Sending sensitive data in the URL is a pretty bad idea. Never ever do it. The requested URL is logged by servers and proxies. If the URL is requested by a browser, the URL goes to the browser history. It's a security breach.

What you shouldn't do

Find below two bad approaches that you must never use.

If your endpoint is like:

@Path("/myapi")
public class MyResource() {

    @GET
    @Path("/{user}/{pass}/{url}")
    @Produces(MediaType.APPLICATION_JSON)
    public String foo(@PathParam("user") String user,
                      @PathParam("pass") String pass,
                      @PathParam("url") String url) {
         ...
    }
}

The request would be like:

GET /myAPP/webapi/myapi/some%40email.com/jsjjsd/https%3A%2F%2Flogin.salesforce.com%2Fservices%2FSoap%2Fu%2F37.0 HTTP/1.1
Host: localhost:8080
Accept: application/json

If your endpoint is like:

@Path("/myapi")
public class MyResource() {

    @GET
    @Produces(MediaType.APPLICATION_JSON)
    public String foo(@QueryParam("user") String user,
                      @QueryParam("pass") String pass,
                      @QueryParam("url") String url) {
        ...
    }
}

The request would be like:

GET /myAPP/webapi/myapi?user=some%40email.com&pass=jsjjsd&url=https%3A%2F%2Flogin.salesforce.com%2Fservices%2FSoap%2Fu%2F37.0 HTTP/1.1
Host: localhost:8080
Accept: application/json

Please mind the parameter values are URL encoded. For further reference, check this answer.

What you should do

When sending sensitive data over the wire, the use of HTTPS is highly advisable. HTTPS will protect you against the man-in-the-middle attack. For a Certification Authority, you may consider Let's Encrypt. It claims to be free, automated, and open.

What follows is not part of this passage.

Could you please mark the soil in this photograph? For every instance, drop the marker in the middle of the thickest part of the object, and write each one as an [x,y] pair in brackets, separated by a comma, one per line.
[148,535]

Instead of sending those parameters in the URL, you should send them in the request payload using POST. The request payload could be a JSON, for example. Once you are using JAX-RS, you can use a JSON provider such as Jackson.

To do it, define a bean like the following:

public class Credentials implements Serializable {

    private String user;
    private String pass;
    private String url;

    // Getters and setters omitted
}

And consume it in your resource method:

@Path("/myapi")
public class MyResource() {

    @POST
    @Consumer(MediaType.APPLICATION_JSON)
    @Produces(MediaType.APPLICATION_JSON)
    public String foo(Credentials credentials) {
        ...
    }
}

The request would be like:

POST /myAPP/webapi/myapi HTTP/1.1
Host: localhost:8080
Content-Type: application/json
Accept: application/json

{
  "user": "some@email.com",
  "pass": "jsjjsd",
  "url": "https://login.salesforce.com/services/Soap/u/37.0"
}

Answer 2

It's incorrect your url. In your method you are defining pathParams but your url have queryParams.

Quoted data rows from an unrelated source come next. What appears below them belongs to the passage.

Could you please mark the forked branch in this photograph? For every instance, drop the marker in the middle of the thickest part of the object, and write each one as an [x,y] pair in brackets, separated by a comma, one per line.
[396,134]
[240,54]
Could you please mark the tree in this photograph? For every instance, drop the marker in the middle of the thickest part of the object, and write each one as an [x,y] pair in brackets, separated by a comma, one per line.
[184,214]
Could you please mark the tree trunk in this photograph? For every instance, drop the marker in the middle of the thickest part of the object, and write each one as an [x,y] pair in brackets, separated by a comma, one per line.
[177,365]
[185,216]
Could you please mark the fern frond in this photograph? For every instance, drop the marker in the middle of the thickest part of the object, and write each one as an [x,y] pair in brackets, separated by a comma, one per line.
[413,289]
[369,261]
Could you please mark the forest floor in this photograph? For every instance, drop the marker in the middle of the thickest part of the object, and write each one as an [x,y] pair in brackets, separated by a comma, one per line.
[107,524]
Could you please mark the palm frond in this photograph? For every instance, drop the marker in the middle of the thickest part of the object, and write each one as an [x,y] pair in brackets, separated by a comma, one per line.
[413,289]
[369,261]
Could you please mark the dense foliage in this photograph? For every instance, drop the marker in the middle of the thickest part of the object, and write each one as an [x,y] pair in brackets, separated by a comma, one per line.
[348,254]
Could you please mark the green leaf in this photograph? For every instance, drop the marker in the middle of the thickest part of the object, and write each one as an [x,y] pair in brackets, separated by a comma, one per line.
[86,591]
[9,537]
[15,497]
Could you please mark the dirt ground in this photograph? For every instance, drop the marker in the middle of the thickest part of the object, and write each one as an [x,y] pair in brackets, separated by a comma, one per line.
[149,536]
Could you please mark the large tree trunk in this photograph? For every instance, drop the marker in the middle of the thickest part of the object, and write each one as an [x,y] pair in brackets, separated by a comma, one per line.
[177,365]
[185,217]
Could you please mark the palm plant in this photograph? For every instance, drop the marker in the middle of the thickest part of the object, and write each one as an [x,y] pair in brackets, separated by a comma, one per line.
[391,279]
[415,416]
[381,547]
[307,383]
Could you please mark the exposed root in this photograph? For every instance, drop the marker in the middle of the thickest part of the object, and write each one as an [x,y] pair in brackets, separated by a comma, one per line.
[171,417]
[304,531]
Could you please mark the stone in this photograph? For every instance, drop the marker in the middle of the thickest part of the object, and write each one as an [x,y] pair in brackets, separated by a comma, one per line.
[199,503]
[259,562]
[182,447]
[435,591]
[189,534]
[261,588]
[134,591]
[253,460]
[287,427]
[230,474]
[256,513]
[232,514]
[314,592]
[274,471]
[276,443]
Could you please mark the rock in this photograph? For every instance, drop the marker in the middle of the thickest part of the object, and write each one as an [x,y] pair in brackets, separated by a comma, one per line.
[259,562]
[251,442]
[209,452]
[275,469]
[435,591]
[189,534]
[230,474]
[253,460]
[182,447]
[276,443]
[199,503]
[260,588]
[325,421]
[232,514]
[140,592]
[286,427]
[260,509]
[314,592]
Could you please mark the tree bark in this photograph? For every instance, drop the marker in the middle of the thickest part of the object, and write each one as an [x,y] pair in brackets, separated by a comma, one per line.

Change the your url or method.

The main error is your implementation. It's a terrible security practice send credential via URL in plain text. Consider use any encryption for password and manage token for your application. The URL to login would be manage by the backend. Consider use a POST method.

Look this. Best practice for REST token-based authentication with JAX-RS and Jersey

Regards

Answer 3

You have to use QueryParam annotation instead.

Example :

@Path("/myapi")
public class myClass(){

    @GET
    @Produces(MediaType.APPLICATION_JSON)
    public String foo(@QueryParam("user") String user,
        @QueryParam("pass") String pass,
        @QueryParam("url") String url) {
        return "test";
    }
}